Und das ist meines Erachtens ein ganz wichtiger Punkt! Ja, Männer werden ebenfalls diskriminiert! Sie erfahren Gewalt! Und ja: Auch sexuelle Gewalt! Und das ist furchtbar und darf nicht sein! Aber es bestimmt offensichtlich nicht ihren Alltag.“
Was mir Stand heute dazu einfällt: Dass mir immer noch etwas dazu einfällt. Das Thema hat nichts an Aktualität verloren.
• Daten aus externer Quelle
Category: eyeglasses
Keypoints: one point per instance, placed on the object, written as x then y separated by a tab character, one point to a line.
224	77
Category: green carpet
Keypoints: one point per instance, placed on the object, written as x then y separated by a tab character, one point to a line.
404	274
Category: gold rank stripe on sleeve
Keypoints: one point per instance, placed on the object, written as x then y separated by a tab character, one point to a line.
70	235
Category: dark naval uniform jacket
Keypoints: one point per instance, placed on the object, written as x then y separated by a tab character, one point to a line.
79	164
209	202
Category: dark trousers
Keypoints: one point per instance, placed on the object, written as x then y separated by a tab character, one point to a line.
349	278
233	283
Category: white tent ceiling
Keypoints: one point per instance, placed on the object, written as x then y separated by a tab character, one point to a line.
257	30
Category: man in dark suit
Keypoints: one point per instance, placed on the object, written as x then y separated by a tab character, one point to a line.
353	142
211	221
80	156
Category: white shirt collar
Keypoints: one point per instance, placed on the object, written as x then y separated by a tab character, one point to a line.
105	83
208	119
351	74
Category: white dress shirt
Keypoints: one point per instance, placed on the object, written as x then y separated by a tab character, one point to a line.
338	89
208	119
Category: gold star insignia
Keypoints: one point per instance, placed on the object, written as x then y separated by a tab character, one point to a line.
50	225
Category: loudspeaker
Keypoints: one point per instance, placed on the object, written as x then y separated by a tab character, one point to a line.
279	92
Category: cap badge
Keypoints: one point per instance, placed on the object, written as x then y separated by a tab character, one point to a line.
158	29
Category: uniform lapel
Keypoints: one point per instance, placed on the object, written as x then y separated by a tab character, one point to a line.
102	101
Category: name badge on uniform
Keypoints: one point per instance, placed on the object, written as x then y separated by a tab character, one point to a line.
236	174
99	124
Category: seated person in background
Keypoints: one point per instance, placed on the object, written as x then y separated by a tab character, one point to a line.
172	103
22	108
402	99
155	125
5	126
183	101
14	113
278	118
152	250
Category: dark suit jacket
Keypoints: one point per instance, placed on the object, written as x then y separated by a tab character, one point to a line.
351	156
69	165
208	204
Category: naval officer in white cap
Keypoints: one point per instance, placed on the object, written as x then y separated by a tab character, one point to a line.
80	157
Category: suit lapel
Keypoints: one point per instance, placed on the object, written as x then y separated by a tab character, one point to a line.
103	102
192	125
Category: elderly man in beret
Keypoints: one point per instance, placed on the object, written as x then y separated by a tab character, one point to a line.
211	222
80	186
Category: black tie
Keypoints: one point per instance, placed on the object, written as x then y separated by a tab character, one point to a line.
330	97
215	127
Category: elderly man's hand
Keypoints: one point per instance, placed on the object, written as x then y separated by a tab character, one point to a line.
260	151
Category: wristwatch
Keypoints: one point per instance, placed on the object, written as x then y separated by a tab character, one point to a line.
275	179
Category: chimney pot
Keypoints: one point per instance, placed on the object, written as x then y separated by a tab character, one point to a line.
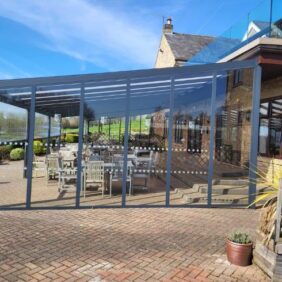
168	27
Ich bin nach wie vor in der glücklichen Lage, nie Opfer brachialer sexualisierter Gewalt geworden zu sein. Aber ich habe angefangen, über konsensualen Sex nachzudenken. Den es nicht gibt: Sex ohne Konsens ist Vergewaltigung. Ich denke über den „semi-konsensualen Sex“ nach, den ich gelegentlich hatte. „Abwägungs-Sex“ sozusagen: Fang ich jetzt ne Diskussion an, dass und warum ich keinen Bock habe, oder hab ich das Elend schneller hinter mir, wenn ich ihn einfach machen lasse? Gruselig, nicht wahr?
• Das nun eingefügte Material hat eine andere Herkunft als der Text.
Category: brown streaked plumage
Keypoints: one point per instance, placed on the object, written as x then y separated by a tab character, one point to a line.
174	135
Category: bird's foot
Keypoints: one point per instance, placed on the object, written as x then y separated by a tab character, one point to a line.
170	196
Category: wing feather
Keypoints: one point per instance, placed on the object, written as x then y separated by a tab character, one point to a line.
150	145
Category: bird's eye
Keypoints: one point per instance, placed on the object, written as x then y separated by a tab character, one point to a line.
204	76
Ich denke über solche Situationen nach, nach denen ich mir Vorwürfe gemacht habe, dass ich „ES“ nicht habe kommen sehen. Nicht etwa dem Mann, von dem der Übergriff ausging.
Für mich waren (und sind) sexualisierte Übergriffe so etwas wie Risiken im Straßenverkehr: Gibt’s! Musste halt aufpassen! DAS finde ich gruselig!
Mit Beginn des Krieges in der Ukraine bekommt das Stichwort „transgenerationales Trauma“ eine vollkommen neue Bedeutung für mich. Im ersten Moment muss ich mich um ein Haar übergeben. Dann werde von dem Gefühl überwältigt, dass mir DAS! WIEDER! passiert.
Wie bei einem déjà-vu, nur dass es nicht mit einem kurzen „mir ist, als hätte ich das schon einmal erlebt“ Moment getan ist. Es ist grauenvoll. Und es hört nicht auf! Nach zwei Tagen voller Panik, während derer ich wieder und wieder in Tränen ausbreche, tritt Aglaia nach vorn und bekämpft Feuer mit Feuer: Ich bekomme höllische Schmerzen. Das funktioniert: Ich kann nicht gleichzeitig Schmerzen und Panik haben.
Obwohl ich meine Anteile noch gar nicht kenne – habe ich doch gerade erst verstanden, dass ich überhaupt Anteile habe – spüre ich, dass sie zu helfen versuchen. Aber mit Fortdauern des Krieges werden alle anderen – selbst T. – sehr still. So still, dass ich anfange, sie zu vermissen.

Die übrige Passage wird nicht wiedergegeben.